La deuxième est de commander une G2 alors que les plans et l’implantation sont encore susceptibles de changer fortement. Le géotechnicien doit disposer d’un projet suffisamment défini pour produire des recommandations réellement exploitables.

Il faut également éviter de faire circuler le rapport uniquement entre le propriétaire et le constructeur. Les données géotechniques doivent être connues des intervenants qui conçoivent ou exécutent les fondations, notamment le bureau d’études structure, le maître d’œuvre et les entreprises concernées.

Enfin, les recommandations du rapport ne doivent pas être simplifiées sans justification. Modifier la profondeur des fondations, supprimer un drainage ou changer un principe constructif peut compromettre la cohérence de la conception. En cas d’écart constaté sur le chantier, une validation géotechnique est préférable à une adaptation improvisée.

Quelle mission retenir en pratique ?

Pour connaître les risques généraux d’un terrain ou satisfaire à une obligation lors de sa vente, la G1 constitue le point de départ. Pour déterminer les fondations et les dispositions adaptées à une maison précise, il faut s’orienter vers une G2 correspondant au niveau d’avancement du projet.

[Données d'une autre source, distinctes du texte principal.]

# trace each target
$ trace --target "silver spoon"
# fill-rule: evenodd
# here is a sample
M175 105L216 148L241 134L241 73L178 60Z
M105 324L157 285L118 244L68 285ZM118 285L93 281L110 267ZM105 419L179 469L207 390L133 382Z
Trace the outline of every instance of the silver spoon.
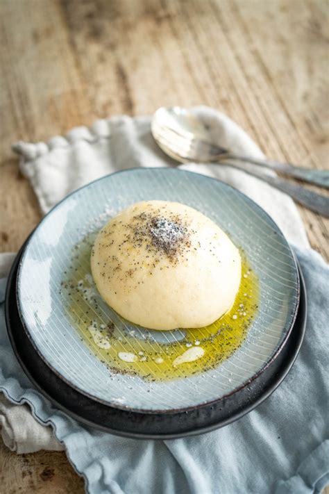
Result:
M329 197L261 172L246 170L243 165L226 160L247 161L329 188L329 172L294 167L289 163L262 161L240 156L213 142L205 125L191 111L179 106L159 108L153 115L151 131L159 147L180 163L223 162L267 182L293 197L297 202L329 217Z

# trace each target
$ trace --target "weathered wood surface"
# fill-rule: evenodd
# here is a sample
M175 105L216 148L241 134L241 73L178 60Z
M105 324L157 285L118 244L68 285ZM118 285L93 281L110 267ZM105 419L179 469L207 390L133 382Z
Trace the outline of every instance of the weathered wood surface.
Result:
M0 0L0 251L40 219L11 143L96 118L208 104L269 156L329 167L328 10L324 0ZM300 211L328 258L329 222ZM0 470L1 494L83 491L64 453L1 446Z

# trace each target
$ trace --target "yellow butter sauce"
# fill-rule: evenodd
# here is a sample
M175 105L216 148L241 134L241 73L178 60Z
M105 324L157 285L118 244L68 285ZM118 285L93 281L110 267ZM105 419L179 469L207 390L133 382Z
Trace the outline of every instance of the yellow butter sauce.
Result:
M185 336L180 341L159 344L137 338L133 331L123 332L99 304L100 296L90 271L96 235L88 234L75 246L60 292L73 327L111 372L169 381L213 368L239 348L255 317L259 297L258 278L243 253L242 281L231 310L209 326L182 330Z

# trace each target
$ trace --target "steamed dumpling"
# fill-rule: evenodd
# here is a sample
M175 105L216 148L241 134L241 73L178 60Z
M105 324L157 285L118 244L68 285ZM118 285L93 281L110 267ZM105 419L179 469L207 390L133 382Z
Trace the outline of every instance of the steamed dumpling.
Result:
M146 328L201 327L229 311L241 279L239 251L199 211L146 201L99 232L92 272L104 300Z

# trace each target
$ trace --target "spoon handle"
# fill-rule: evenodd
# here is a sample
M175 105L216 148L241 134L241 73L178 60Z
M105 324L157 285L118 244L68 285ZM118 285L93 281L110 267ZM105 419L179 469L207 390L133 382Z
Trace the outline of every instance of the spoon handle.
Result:
M227 164L234 168L241 170L249 175L253 175L253 176L260 179L260 180L269 183L273 187L291 196L296 202L305 206L312 211L319 213L326 217L329 217L329 197L326 197L321 194L317 194L296 183L287 182L278 176L269 176L255 170L251 172L249 170L246 170L243 165L237 165L231 162Z
M239 161L246 161L260 166L266 167L280 172L280 173L293 176L299 180L303 180L309 183L314 183L323 188L329 188L329 171L326 170L310 170L310 168L303 168L302 167L294 166L290 163L280 163L279 161L262 160L249 158L248 156L240 156L236 154L228 154L223 157L224 159L234 159ZM223 158L221 159L223 159Z

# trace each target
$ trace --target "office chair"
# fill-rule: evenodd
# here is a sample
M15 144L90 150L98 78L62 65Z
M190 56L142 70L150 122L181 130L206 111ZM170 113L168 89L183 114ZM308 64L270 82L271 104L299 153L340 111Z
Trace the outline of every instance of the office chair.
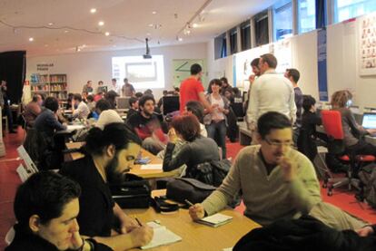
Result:
M332 195L332 189L348 186L349 190L352 187L360 189L360 180L353 178L354 171L364 162L372 162L375 157L372 155L354 155L351 152L345 152L343 142L344 133L342 121L339 111L322 111L322 125L328 136L328 152L337 156L344 163L348 163L347 176L344 178L331 178L329 171L324 179L323 188L328 188L328 196Z

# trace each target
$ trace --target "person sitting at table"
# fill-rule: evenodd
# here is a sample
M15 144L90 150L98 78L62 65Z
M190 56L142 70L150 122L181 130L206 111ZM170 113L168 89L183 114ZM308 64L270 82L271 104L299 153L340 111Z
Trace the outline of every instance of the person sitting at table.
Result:
M155 155L164 149L168 137L162 130L158 117L153 113L154 98L144 95L139 100L138 105L140 111L127 118L127 123L143 140L143 148Z
M366 225L322 202L312 163L291 147L292 122L287 116L266 112L259 118L257 128L261 145L239 152L222 185L202 204L189 208L193 219L218 212L242 190L244 215L262 226L308 214L337 230Z
M360 139L360 136L376 133L376 129L364 129L356 122L352 111L349 109L352 94L347 90L337 91L331 95L331 109L341 112L346 151L355 155L376 156L376 146Z
M201 163L219 160L220 154L218 146L211 138L202 137L200 135L200 122L193 114L180 115L175 117L171 123L176 135L170 135L170 139L179 137L187 143L182 146L176 157L173 158L173 152L175 148L173 142L169 142L163 158L163 171L171 171L185 164L187 166L186 173Z
M153 229L140 227L112 198L110 184L119 184L124 172L134 165L140 152L141 140L124 123L112 123L104 130L89 130L84 145L84 158L67 162L60 173L80 184L80 213L77 217L81 234L93 237L114 250L124 250L146 245ZM118 234L112 236L116 226Z
M5 250L112 250L81 237L76 220L80 193L80 186L66 177L52 171L33 174L17 188L15 235Z
M89 107L83 101L81 94L75 93L72 100L72 112L73 118L78 118L80 120L86 119L90 113Z

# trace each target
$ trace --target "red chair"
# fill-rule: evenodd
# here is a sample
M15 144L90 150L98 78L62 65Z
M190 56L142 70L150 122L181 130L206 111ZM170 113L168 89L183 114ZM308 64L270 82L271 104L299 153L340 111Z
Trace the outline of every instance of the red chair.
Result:
M360 180L353 178L353 172L364 162L373 162L375 157L373 155L345 153L345 146L343 143L344 133L341 116L339 111L322 111L322 126L329 139L328 152L336 155L341 161L350 164L345 178L331 178L330 175L327 175L323 187L328 188L328 196L332 195L332 188L346 185L349 186L349 190L351 189L351 187L360 189Z

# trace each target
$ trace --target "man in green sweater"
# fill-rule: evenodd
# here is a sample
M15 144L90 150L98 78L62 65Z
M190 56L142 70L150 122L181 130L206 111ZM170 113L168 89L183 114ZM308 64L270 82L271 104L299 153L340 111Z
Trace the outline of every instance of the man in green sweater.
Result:
M261 145L240 151L220 188L202 204L190 208L193 220L220 211L242 189L245 216L261 225L307 214L339 230L366 225L322 201L312 162L291 147L292 124L285 115L266 112L257 126Z

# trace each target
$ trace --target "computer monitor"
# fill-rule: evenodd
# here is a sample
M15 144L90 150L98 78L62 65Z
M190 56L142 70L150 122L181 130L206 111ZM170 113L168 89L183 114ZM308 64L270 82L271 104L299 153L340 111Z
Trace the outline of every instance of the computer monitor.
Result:
M180 110L179 96L163 96L162 103L163 105L163 115Z
M129 109L129 97L116 97L116 109L127 110Z
M376 113L367 112L363 114L361 126L365 129L376 129Z

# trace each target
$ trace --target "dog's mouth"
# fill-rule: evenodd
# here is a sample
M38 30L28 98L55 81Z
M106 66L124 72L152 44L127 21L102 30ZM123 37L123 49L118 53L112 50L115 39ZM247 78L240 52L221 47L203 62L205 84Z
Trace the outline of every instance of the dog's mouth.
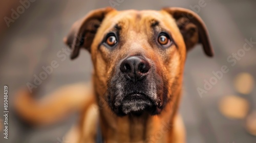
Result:
M127 94L119 103L112 106L113 111L119 116L127 114L139 116L144 112L157 114L162 108L160 100L153 99L145 93L138 92Z

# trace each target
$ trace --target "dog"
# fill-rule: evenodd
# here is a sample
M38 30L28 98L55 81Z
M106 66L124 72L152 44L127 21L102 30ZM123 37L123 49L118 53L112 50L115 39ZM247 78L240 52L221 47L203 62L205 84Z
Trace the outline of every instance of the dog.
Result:
M91 54L92 84L68 85L40 104L20 90L15 107L23 119L49 125L79 111L68 142L96 142L99 134L102 142L185 142L177 111L187 52L201 44L214 55L196 13L101 8L76 22L64 41L72 59L81 49Z

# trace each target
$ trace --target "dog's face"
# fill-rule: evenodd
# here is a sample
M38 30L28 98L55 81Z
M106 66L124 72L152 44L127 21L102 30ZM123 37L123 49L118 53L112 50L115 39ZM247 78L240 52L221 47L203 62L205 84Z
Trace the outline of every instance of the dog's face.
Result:
M73 49L72 58L81 46L91 52L94 80L99 81L97 93L117 115L160 113L180 90L186 51L199 40L206 40L205 51L212 55L207 37L200 37L200 29L191 21L196 18L174 10L106 8L75 24L78 30L67 41Z

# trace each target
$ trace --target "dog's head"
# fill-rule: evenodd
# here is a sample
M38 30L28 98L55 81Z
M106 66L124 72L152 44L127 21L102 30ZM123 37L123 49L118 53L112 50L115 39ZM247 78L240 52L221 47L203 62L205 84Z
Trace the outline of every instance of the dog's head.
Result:
M94 10L75 23L65 41L72 59L81 47L91 53L97 94L120 116L160 113L178 98L186 52L202 43L214 54L201 18L178 8Z

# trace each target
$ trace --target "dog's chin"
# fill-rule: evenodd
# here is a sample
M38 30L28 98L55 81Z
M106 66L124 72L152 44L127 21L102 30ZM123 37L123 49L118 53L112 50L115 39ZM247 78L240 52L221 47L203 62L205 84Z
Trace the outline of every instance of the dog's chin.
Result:
M119 116L129 114L140 116L145 113L155 115L159 114L162 110L158 106L159 104L145 95L133 94L126 96L120 105L113 108L115 113Z

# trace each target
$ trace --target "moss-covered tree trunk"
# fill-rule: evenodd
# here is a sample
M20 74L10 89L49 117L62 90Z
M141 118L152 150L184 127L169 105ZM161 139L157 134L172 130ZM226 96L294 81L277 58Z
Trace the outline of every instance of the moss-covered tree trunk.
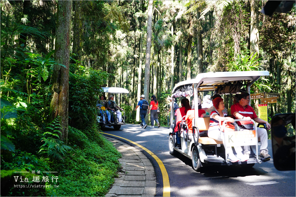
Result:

La G3 et la G4 interviennent ensuite lorsque les travaux nécessitent une étude d’exécution, un suivi géotechnique et une supervision indépendante. Plus le terrain et les ouvrages sont complexes, plus la continuité entre la conception et le chantier devient importante.

Le bon choix ne consiste donc pas à rechercher l’étude la moins chère, mais à commander la mission adaptée à la décision à prendre. Une G1 renseigne sur le terrain, une G2 conçoit les solutions du projet, une G3 les traduit et les suit pendant les travaux, et une G4 en contrôle la cohérence.